The GABA EC₅₀s for wt or mutant α₁β₂ receptors were determined using the two-electrode voltage clamp technique on Xenopus laevis oocytes. To determine the GABA concentration-response relationship, progressively increasing GABA concentrations were applied to oocytes expressing wt or mutant receptors. The currents were normalized to the maximal GABA-induced current (I_max). The GABA concentration-response relationship was determined for each mutant by least-squares minimization (GraphPad Prism 3.0, GraphPad Software Inc., San Diego, CA; SigmaPlot 2000, SPSS Inc., Chicago, IL) of the currents to a logistic equation of the form:

$$I/I_{max}=1/(1+{({\text{EC}}_{50}/[\text{GABA}])}^n)$$

where n is the Hill coefficient and EC₅₀ is the GABA concentration that gives rise to 50% of the maximal current. Parameters from several oocytes were averaged to obtain the mean EC₅₀ and Hill coefficient. Data are presented as mean ± S.E.M. except where the number of experiments performed is two in which case average errors are given.

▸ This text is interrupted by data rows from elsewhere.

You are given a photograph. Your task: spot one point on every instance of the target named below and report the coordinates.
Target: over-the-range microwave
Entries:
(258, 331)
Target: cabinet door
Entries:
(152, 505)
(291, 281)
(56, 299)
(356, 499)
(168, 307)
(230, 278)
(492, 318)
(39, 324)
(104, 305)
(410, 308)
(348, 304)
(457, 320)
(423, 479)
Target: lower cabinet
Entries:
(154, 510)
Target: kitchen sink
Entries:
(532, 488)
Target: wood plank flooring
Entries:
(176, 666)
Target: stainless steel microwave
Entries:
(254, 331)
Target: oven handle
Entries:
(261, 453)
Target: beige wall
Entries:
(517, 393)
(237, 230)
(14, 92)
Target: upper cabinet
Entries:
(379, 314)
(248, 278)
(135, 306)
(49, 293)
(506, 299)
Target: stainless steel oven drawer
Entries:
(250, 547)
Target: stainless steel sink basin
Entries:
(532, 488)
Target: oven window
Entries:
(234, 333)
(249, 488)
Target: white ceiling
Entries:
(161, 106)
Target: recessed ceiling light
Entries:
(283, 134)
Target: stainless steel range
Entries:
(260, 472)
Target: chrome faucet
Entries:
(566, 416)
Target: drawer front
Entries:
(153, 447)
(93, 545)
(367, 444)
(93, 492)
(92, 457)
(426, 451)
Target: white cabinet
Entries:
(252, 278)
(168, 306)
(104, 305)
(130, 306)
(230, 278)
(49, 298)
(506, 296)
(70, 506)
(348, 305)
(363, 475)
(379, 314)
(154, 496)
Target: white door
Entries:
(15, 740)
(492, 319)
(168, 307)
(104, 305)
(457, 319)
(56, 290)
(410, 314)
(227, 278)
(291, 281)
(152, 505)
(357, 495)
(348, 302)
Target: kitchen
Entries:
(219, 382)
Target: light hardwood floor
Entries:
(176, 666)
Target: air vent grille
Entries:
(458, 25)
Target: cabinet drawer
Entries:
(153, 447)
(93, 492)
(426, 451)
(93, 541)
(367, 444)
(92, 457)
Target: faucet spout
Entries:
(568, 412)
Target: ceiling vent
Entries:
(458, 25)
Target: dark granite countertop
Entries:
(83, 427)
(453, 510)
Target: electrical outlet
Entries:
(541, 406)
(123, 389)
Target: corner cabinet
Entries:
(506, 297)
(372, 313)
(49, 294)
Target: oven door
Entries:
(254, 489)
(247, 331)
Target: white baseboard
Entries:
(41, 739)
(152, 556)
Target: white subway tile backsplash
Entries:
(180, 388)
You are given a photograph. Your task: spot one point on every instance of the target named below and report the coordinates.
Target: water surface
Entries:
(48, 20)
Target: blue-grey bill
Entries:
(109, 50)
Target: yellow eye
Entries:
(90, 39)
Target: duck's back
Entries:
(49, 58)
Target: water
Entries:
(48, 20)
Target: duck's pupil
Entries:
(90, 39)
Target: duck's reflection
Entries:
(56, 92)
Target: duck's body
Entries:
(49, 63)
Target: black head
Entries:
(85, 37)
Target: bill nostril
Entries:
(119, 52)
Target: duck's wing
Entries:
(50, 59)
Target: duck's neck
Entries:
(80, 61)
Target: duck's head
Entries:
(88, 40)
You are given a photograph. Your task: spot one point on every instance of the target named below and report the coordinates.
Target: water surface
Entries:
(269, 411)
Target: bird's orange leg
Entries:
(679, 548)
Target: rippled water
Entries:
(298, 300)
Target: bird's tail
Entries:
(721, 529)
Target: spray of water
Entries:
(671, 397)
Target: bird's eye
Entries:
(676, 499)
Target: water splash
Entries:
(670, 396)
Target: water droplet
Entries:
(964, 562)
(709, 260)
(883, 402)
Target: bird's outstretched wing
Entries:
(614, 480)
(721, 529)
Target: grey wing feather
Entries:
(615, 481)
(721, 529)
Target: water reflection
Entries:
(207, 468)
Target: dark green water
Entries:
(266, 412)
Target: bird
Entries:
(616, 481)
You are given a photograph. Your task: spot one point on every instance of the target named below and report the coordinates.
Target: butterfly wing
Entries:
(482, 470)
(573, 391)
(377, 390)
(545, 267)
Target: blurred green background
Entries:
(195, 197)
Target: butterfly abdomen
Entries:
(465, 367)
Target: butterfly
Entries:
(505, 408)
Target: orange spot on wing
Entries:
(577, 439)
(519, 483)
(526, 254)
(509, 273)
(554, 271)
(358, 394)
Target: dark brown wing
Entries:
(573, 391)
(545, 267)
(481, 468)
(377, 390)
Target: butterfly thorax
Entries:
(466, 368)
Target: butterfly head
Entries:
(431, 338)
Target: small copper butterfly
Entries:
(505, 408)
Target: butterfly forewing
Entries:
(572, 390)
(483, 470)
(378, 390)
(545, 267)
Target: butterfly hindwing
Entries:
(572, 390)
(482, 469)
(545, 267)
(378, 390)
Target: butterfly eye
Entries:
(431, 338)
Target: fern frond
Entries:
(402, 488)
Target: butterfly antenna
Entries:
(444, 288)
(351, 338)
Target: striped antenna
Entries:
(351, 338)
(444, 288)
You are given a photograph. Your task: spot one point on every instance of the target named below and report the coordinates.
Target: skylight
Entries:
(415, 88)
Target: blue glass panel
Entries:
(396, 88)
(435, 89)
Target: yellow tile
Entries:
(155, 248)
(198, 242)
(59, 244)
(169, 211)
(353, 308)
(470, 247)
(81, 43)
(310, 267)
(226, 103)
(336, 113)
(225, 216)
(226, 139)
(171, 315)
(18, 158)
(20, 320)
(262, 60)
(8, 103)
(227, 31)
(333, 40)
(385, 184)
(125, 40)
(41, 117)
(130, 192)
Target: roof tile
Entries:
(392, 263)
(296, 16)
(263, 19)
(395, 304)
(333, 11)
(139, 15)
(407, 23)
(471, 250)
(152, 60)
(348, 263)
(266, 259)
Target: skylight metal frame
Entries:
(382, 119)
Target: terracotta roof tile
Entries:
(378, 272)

For α₁β₂ wt, α₁F64Cβ₂, and α₁S68Cβ₂ receptors we also performed concentration-response experiments with 6a - which directly activates at high concentrations - to measure the EC₅₀ for this compound. For 6a dose-response curves only two trials were performed for some mutants due to the limited supply of 6a.

Determination of 6a IC₅₀

The IC₅₀ for 6a was determined by co-applying progressively increasing test concentrations of 6a with a constant GABA concentration. For each receptor the GABA EC₂₀ concentration was used. We used a low GABA concentration for our inhibition experiments because of the limited availability of 6a. Inhibition was calculated as I_{GABA + 6a/}I_GABA. Data were fit to the following equation:

$$\text{inhibition}=1-1/(1+{({\text{IC}}_{50}/[\mathbf{6}\mathbf{a}])}^n)$$

where IC₅₀ is the concentration of 6a that blocks half of I_GABA; [6a] is the concentration of 6a, and n is the Hill coefficient.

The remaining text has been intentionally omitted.